Uribe was responding to a statement Silva made hours earlier in regards to Venezuelan President Hugo Chavez’s plan to develop “peasant militias” across his country.
Silva was quoted as saying that Colombia was worried by Venezuelan plans for the militias, and that, “What especially worries us is that no controls exist in regards to the militias or privately armed groups, and that [their] weapons will end up filtering down or being sold to delinquents, narco-terrorists, drug traffickers and criminal gangs,” reported El Tiempo.
Uribe, who is currently in Mexico attending the Rio Group Summit with other Latin American leaders, responded to Silva’s comments shortly after, saying, “I feel obliged, from Mexico, to ask that members of the government, in this case, the minister of defense, do not make declarations about Venezuela, at least without my consultation.”

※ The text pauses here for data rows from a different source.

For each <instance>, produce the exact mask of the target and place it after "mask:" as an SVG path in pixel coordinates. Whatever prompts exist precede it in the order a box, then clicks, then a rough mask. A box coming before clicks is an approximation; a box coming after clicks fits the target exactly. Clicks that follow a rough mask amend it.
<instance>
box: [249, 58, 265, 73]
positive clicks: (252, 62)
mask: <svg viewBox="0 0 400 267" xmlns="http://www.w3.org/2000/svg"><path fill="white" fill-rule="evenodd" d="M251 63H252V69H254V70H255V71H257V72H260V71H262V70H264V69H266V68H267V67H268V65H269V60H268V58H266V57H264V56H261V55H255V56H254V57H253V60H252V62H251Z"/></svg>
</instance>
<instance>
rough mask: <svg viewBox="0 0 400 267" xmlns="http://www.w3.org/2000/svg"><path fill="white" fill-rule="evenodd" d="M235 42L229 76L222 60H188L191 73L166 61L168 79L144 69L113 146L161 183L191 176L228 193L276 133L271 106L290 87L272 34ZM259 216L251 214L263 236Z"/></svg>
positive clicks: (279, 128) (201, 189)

Silva’s fears stem out of the possibility that the arms provided to the Venezuelan militias will end up in the hands of illegally armed groups in Colombia. According to Silva, in the last seven years, they have captured more than 10,000 illegal guns in Colombia, many of which came from Venezuela.
According to Chavez, the “peasant militias” will not be “paramilitary forces like the brainy analysts always want to see … On the contrary, the Bolivarian Militia … like the community councils, are expressions of the new communal state; an integral part of the new communal power structures that we are building,” as reported by the European Pressphoto Agency (EPA).